[MLton] Unicode... again

skaller skaller at users.sourceforge.net
Sat Feb 10 07:08:45 PST 2007


On Sat, 2007-02-10 at 13:51 +0100, Wesley W. Terpstra wrote:
> On Feb 10, 2007, at 3:24 AM, skaller wrote:
> > Be aware in these considerations that GNU gettext functionality
> > generally requires a prefix for dictionary lookup too, in C
> > you write
> >
> > 	_("....")
> >
> > I think, where macro _ specifies a catalogued message to be
> > translated to the user language. This would stack on top
> > of any string type indicators..
> 
> When we bind gettext, we will have lots of options. I'm not sure it  
> would be horrible if we required a WideString input to _. We  
> certainly won't be using macros, though.

No of course not .. I'm just pointing out that however you
denote a string vs widestring literal .. there is an additional
mark for gettext processing which also needs to be very short
(otherwise the program becomes unreadable).

Just reminding that when chosing lexicology gettext might
be considered.

> > the problem with inference in general is bad error handling.
> > For strings you might get an error you couldn't even see:
> > a bad character code in a string is likely to be hard to
> > find if your text editor can't display it (which is possible
> > if it is a bad character ... :)
> 
> I'm confused. The compiler will give a compile-time error if there is  
> a character too big for the inferred type. You'll know the line and  
> column too, so that's not hard to fix?

I had problems with this in a Python string .. couldn't figure
out what was going on. In this case I could see the bad character
in gvim, but couldn't figure out WHY it was bad .. the problem
being I could see the character but that didn't tell me the
encoding. Again .. only a small point here. 

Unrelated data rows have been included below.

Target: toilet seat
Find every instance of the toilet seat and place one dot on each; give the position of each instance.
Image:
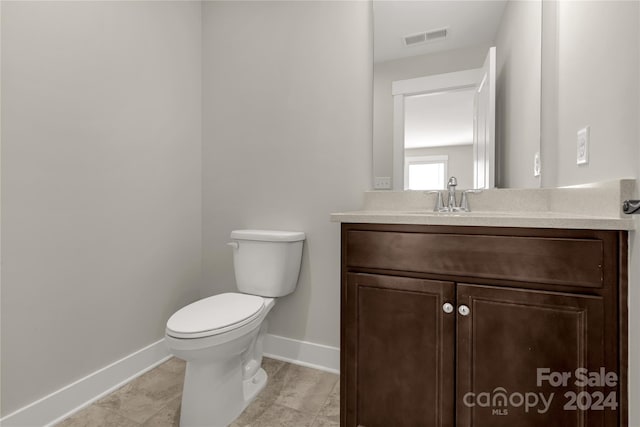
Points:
(215, 315)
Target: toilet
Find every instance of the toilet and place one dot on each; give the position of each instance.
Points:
(220, 337)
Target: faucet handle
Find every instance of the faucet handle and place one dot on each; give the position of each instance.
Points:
(439, 203)
(464, 203)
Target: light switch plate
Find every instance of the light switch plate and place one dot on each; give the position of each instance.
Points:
(382, 183)
(583, 146)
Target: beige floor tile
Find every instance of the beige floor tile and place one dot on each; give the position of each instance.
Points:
(145, 396)
(331, 408)
(95, 416)
(169, 416)
(278, 416)
(323, 422)
(305, 389)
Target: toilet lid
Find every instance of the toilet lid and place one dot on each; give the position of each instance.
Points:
(214, 315)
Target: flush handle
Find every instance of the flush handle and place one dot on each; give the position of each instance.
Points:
(631, 207)
(447, 307)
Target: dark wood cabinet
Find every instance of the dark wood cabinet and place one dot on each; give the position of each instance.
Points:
(399, 336)
(525, 304)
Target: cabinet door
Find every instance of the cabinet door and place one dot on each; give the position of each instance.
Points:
(507, 335)
(399, 367)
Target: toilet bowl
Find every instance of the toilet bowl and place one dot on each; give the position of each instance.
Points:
(220, 337)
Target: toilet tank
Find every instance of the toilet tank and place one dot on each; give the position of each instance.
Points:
(267, 262)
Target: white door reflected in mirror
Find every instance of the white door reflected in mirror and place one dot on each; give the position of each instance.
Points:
(445, 125)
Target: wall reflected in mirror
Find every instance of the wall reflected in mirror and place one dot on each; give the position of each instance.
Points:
(438, 139)
(416, 39)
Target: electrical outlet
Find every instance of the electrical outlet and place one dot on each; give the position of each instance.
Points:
(583, 146)
(382, 183)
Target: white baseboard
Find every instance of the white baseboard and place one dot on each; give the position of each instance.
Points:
(60, 404)
(303, 353)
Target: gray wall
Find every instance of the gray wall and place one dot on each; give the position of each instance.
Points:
(407, 68)
(101, 184)
(592, 80)
(286, 141)
(518, 53)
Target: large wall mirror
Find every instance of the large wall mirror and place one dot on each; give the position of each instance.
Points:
(442, 108)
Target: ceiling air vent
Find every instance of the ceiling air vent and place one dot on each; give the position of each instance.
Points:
(428, 36)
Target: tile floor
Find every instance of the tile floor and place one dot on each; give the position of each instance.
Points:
(294, 397)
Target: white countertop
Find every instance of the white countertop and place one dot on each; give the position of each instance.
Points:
(487, 219)
(592, 206)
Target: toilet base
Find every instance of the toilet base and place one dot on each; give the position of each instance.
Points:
(251, 387)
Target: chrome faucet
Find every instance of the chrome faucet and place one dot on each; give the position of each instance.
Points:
(452, 205)
(451, 186)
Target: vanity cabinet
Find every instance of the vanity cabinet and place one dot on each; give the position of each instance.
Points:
(449, 326)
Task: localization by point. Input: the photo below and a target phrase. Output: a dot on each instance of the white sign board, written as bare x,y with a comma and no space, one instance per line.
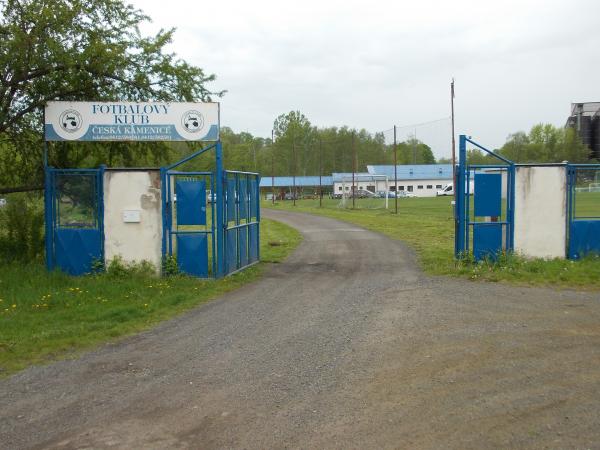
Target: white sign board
131,121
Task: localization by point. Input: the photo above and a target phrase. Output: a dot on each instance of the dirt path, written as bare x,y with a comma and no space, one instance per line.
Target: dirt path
345,345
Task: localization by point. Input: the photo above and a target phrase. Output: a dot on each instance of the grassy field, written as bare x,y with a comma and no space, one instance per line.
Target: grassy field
48,315
427,225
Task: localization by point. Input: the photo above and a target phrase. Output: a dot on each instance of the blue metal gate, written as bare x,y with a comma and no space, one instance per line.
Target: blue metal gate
190,226
583,209
242,233
74,219
486,223
215,232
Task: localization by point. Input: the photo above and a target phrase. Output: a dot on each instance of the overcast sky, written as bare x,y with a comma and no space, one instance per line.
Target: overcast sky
373,64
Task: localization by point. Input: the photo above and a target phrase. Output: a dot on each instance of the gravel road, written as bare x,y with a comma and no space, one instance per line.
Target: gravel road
345,345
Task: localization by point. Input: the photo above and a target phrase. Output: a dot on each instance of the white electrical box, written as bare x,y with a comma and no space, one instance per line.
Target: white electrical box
131,216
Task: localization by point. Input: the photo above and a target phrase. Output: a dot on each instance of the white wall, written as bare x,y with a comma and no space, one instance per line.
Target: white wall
540,211
133,191
402,185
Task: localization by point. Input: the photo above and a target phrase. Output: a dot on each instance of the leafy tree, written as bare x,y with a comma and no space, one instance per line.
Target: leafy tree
81,50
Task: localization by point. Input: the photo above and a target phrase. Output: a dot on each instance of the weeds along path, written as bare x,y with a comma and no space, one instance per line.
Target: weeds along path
344,345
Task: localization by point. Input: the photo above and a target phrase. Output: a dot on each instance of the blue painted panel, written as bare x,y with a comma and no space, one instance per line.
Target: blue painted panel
243,199
253,198
253,248
584,237
230,199
192,254
487,240
243,243
191,202
488,194
231,251
76,249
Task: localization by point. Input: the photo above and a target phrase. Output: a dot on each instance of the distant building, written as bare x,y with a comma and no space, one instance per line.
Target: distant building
585,118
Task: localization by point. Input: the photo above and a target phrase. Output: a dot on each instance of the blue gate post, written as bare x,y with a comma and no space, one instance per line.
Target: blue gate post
49,217
220,212
459,189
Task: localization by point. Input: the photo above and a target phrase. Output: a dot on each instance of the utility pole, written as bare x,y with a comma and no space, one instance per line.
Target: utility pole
395,172
415,147
320,173
273,166
352,189
453,140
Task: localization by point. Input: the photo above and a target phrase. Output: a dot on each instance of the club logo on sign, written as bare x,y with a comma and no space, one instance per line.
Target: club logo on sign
193,121
70,121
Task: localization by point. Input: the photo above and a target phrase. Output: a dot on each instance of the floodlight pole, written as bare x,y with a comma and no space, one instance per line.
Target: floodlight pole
320,173
273,166
352,189
453,140
395,173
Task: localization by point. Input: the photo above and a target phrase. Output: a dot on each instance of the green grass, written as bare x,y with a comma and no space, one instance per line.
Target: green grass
44,316
427,225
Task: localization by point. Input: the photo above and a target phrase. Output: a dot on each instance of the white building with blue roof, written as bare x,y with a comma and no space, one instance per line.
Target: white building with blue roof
423,180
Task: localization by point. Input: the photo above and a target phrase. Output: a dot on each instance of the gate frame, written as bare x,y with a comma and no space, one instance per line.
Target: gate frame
219,222
572,169
463,224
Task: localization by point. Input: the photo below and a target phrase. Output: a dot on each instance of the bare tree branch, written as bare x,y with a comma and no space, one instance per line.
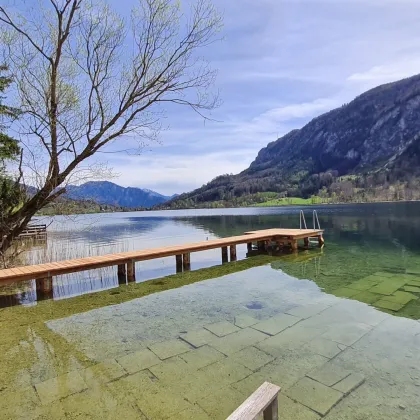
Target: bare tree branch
86,78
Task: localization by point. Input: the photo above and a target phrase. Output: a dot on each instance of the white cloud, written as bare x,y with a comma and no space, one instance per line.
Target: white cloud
387,72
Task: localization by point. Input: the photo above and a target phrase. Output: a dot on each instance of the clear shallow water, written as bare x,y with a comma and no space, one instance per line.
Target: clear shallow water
157,350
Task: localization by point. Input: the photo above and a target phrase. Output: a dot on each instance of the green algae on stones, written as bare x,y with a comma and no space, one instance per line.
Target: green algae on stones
400,297
413,289
387,287
392,306
367,297
345,292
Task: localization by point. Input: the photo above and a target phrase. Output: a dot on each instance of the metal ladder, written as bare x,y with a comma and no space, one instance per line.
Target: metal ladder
315,221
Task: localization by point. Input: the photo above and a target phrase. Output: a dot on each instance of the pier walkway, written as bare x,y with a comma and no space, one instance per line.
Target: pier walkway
125,261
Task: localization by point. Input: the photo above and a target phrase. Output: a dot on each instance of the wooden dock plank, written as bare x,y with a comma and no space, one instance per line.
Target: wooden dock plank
94,262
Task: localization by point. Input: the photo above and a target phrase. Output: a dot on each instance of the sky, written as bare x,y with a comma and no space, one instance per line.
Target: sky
281,63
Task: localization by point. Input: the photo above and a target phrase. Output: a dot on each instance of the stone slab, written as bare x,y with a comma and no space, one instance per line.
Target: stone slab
221,404
346,334
292,410
171,369
385,304
286,370
103,372
385,274
350,383
276,324
193,413
134,362
235,342
169,348
249,384
225,371
290,339
94,404
198,338
401,297
329,374
153,399
201,357
324,347
345,292
307,311
222,328
252,358
160,403
60,387
415,283
365,283
367,297
387,287
21,404
243,321
314,395
412,289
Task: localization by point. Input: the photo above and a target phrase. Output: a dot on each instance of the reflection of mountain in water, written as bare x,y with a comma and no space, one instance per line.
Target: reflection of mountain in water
394,225
112,232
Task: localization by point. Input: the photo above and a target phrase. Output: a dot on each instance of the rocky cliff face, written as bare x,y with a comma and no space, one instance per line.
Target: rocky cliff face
104,192
369,133
377,131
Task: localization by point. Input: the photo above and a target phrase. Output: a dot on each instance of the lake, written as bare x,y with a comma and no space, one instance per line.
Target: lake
337,328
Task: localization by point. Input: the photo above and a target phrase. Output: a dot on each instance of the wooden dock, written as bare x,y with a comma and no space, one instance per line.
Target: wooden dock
34,231
125,261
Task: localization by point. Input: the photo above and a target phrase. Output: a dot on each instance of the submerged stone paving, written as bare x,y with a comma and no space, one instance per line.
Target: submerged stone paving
384,290
333,358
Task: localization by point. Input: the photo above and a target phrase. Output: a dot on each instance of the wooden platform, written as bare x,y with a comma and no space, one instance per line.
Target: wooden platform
34,231
126,260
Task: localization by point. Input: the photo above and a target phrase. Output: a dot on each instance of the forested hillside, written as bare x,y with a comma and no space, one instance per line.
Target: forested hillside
367,150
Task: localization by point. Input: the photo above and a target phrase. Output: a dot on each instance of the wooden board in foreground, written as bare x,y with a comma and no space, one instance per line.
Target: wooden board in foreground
263,400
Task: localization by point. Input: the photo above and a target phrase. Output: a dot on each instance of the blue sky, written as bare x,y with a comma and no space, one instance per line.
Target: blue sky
281,63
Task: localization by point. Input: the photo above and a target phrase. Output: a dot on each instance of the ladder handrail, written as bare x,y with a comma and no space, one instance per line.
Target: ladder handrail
316,220
302,218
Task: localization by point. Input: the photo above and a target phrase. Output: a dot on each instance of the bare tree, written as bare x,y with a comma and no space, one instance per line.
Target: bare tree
86,78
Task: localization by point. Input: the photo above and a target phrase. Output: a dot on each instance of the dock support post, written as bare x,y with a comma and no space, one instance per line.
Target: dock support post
44,288
224,254
272,411
121,270
186,262
178,259
233,252
261,245
294,245
122,274
131,271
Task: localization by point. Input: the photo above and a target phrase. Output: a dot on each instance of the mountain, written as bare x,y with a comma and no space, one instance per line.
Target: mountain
105,192
374,139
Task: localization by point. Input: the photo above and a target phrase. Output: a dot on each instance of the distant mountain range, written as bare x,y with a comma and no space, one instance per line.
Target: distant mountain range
375,138
104,192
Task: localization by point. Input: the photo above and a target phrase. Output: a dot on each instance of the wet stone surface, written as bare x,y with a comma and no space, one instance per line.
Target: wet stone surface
200,352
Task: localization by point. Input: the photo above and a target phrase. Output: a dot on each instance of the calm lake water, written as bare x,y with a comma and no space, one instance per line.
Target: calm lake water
337,328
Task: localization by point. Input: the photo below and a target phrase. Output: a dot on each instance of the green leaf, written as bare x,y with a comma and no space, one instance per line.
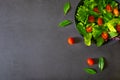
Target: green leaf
64,23
111,28
96,32
90,71
87,39
81,29
113,34
66,7
100,41
101,63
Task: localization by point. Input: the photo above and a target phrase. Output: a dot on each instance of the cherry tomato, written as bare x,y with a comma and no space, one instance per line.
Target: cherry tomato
118,28
90,61
116,12
108,8
96,9
71,41
91,18
89,29
105,35
100,21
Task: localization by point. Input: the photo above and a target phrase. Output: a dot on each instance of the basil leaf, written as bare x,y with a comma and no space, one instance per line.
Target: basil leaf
96,32
64,23
66,7
81,29
87,39
90,71
100,41
101,63
113,34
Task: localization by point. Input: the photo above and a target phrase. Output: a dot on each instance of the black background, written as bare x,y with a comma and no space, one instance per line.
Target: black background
33,47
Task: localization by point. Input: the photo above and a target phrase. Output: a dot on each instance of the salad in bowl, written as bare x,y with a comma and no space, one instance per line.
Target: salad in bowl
98,21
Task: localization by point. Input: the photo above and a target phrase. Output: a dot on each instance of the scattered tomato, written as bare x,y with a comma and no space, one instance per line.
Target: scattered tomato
96,9
118,28
71,41
89,29
116,12
90,61
100,21
105,35
108,8
91,18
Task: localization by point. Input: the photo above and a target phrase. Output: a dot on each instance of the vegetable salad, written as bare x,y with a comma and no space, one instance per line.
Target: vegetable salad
98,21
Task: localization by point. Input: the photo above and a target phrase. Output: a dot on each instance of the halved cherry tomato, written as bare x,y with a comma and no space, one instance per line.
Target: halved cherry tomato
91,18
90,61
89,29
105,35
71,41
108,8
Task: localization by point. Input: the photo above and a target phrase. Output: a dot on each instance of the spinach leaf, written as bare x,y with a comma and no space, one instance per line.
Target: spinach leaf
90,71
101,63
113,34
80,16
97,31
81,29
67,7
64,23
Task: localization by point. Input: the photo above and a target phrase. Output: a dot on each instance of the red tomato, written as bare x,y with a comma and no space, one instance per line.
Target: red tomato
71,41
105,35
96,9
91,18
116,12
118,28
90,61
89,29
100,21
108,8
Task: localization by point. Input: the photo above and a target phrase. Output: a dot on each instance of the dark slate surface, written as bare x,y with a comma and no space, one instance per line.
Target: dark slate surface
33,47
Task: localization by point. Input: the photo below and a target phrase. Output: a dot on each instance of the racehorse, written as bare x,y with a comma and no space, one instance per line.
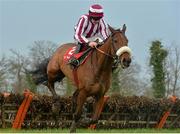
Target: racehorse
94,76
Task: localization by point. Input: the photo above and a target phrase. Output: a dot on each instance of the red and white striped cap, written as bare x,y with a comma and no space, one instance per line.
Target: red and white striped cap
96,11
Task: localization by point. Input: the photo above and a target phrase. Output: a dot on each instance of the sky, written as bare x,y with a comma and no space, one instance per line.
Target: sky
24,21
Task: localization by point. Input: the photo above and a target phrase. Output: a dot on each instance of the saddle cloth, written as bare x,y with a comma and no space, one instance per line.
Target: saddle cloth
81,56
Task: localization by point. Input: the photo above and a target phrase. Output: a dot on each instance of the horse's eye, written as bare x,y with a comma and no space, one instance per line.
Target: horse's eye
115,41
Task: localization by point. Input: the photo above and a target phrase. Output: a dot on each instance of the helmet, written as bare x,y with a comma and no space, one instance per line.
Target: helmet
96,11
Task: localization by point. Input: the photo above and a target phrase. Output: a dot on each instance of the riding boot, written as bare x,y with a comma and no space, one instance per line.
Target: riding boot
73,61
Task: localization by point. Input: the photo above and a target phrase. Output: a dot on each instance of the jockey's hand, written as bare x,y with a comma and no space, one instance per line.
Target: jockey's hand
92,44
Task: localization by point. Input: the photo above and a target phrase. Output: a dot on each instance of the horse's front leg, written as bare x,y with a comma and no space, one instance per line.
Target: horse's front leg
98,108
81,98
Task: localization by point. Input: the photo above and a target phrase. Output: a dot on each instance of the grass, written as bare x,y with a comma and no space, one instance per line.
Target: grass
138,130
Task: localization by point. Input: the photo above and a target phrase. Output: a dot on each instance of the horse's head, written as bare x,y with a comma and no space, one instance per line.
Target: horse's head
120,47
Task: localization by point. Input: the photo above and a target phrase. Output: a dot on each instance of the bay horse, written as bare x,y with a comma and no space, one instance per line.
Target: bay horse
94,76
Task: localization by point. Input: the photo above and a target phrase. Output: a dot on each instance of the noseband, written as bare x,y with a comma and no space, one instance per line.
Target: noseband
117,52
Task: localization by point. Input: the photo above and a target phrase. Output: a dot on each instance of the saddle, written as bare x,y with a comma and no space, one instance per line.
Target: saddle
79,57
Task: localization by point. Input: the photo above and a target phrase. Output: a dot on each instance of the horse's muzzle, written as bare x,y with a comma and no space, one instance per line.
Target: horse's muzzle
125,62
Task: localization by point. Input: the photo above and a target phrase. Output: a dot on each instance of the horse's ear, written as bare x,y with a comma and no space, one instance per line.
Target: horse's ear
124,28
111,29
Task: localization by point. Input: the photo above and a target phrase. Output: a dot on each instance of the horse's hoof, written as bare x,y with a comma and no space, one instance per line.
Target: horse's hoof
72,130
73,127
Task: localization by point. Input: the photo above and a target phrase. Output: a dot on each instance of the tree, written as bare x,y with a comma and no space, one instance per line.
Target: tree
173,70
41,50
3,71
157,61
16,65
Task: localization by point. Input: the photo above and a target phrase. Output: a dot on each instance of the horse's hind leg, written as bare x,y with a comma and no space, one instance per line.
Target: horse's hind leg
81,98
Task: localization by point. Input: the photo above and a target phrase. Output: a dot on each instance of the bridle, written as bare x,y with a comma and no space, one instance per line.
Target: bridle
114,57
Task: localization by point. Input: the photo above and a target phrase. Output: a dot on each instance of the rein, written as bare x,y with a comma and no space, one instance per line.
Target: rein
115,57
101,51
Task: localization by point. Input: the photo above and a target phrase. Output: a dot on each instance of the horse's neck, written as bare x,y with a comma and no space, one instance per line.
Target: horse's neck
104,62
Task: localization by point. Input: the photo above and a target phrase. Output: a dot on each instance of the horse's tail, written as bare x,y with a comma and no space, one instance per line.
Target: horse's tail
39,75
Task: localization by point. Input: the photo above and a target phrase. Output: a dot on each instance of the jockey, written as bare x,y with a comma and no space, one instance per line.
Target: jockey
89,28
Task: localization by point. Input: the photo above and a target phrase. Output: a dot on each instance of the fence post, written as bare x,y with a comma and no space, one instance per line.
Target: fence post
166,114
93,126
23,110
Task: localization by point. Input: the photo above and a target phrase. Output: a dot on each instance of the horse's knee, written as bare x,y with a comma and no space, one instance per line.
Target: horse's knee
76,117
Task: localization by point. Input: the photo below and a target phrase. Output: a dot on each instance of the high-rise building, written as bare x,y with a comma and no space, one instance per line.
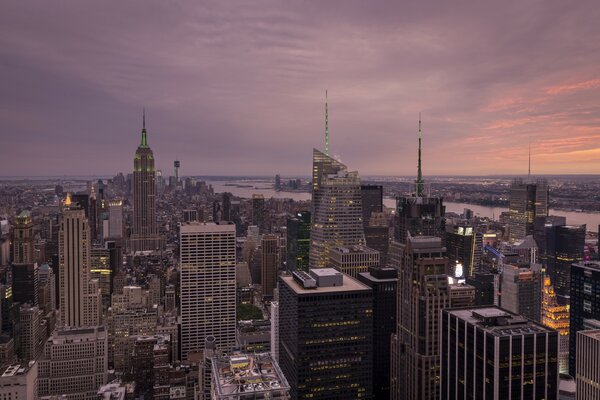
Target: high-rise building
269,264
74,363
325,335
522,291
353,260
584,305
337,209
74,264
372,201
527,201
422,292
564,247
25,279
384,283
207,282
491,353
258,211
420,214
145,229
556,316
298,241
464,247
588,370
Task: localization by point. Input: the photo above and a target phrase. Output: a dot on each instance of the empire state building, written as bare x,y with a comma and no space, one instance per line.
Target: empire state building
145,230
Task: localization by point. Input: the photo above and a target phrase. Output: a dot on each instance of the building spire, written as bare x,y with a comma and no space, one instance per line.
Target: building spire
326,126
529,170
419,181
144,137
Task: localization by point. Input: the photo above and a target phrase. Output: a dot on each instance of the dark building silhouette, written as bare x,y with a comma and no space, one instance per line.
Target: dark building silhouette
585,292
325,335
384,283
491,353
564,248
298,241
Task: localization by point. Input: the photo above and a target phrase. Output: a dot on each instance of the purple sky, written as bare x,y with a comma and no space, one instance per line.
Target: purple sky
232,88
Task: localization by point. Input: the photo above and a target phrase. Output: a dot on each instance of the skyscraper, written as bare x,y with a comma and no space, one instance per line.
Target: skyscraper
145,230
527,201
585,292
269,265
207,281
422,292
337,208
490,353
74,264
298,241
384,283
564,247
420,214
325,335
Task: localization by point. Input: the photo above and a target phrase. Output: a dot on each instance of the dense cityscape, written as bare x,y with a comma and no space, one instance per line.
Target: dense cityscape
148,286
265,200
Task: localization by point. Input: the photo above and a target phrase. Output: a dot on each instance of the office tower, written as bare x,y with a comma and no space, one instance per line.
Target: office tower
486,286
337,209
541,233
25,280
564,248
464,246
298,241
74,264
269,265
74,363
588,370
326,335
420,214
556,316
29,336
19,381
207,282
521,291
23,239
422,292
115,219
527,201
258,211
461,295
585,291
372,201
274,311
231,374
491,353
145,229
384,283
353,260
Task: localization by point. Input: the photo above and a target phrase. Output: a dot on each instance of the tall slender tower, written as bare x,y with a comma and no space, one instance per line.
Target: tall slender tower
74,263
145,230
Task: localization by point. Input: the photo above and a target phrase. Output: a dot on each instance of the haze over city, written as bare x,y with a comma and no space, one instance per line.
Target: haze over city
239,88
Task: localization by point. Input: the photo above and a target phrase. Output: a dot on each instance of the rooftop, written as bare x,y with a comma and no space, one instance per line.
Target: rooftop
247,375
348,284
498,322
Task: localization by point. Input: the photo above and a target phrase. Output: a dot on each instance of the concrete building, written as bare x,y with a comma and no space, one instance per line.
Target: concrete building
74,363
207,281
353,260
19,382
326,335
588,366
247,376
491,353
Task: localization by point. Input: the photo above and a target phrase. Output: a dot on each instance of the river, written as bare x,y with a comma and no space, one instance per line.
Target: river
246,188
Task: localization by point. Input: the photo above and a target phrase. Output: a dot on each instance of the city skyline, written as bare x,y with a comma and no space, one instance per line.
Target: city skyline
232,88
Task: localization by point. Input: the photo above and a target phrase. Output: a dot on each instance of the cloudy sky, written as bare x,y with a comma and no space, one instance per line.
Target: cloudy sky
236,88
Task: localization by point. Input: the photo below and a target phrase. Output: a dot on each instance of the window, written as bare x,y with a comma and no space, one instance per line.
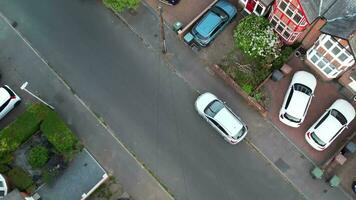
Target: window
280,27
314,58
283,5
328,44
335,50
297,17
343,56
289,13
321,64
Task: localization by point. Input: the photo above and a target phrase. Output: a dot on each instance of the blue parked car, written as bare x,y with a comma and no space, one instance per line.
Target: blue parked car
213,22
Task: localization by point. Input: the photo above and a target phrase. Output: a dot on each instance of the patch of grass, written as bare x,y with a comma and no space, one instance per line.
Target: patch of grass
20,178
19,131
38,156
59,135
121,5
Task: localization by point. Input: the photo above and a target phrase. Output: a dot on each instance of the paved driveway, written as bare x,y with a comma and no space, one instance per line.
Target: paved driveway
325,94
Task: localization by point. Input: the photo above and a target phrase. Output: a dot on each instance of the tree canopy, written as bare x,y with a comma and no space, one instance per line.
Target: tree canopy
255,38
120,5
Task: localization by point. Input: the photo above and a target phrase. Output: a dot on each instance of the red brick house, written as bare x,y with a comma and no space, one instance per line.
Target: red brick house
288,19
257,7
334,50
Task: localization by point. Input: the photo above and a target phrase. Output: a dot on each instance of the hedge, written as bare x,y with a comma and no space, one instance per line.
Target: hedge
38,156
12,136
59,135
20,178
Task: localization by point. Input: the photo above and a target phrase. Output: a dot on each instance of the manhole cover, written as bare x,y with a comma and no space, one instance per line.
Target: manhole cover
283,166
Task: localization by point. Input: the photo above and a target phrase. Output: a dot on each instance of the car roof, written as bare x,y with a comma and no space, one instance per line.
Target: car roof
4,96
345,108
208,24
298,104
328,128
229,121
304,78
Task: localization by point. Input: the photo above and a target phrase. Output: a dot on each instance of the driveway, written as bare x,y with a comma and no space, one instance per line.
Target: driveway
325,94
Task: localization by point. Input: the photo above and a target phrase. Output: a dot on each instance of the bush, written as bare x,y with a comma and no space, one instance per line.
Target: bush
12,136
121,5
38,156
21,179
59,135
285,53
255,38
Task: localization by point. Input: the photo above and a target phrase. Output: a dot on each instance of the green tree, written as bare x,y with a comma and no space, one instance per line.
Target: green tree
121,5
38,156
255,38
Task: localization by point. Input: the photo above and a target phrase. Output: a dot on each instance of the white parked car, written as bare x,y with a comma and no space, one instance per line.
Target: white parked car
216,113
3,187
297,99
330,124
8,100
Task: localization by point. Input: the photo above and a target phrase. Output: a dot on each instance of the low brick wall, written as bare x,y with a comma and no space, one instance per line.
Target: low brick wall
238,89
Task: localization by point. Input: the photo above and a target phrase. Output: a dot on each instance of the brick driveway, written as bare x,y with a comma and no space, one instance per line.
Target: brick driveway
326,93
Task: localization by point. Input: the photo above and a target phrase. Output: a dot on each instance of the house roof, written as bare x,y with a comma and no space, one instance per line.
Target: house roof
352,43
267,2
340,17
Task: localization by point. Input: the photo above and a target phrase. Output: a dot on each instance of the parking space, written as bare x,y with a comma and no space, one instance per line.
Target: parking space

I don't think I like the idea of 'infering' a string or char
type. What is the type of:

	"A"

?? If it is 8 bit but

	"\u0123"

is 32 bit just because it happens to contain a character that
can't be represented as an ordinary Char I'm not sure I like it.
I may want 

	"A"

to be 32 bit, and I may want some strong to be forced to be
8 bit. I think I'm probably confused here ..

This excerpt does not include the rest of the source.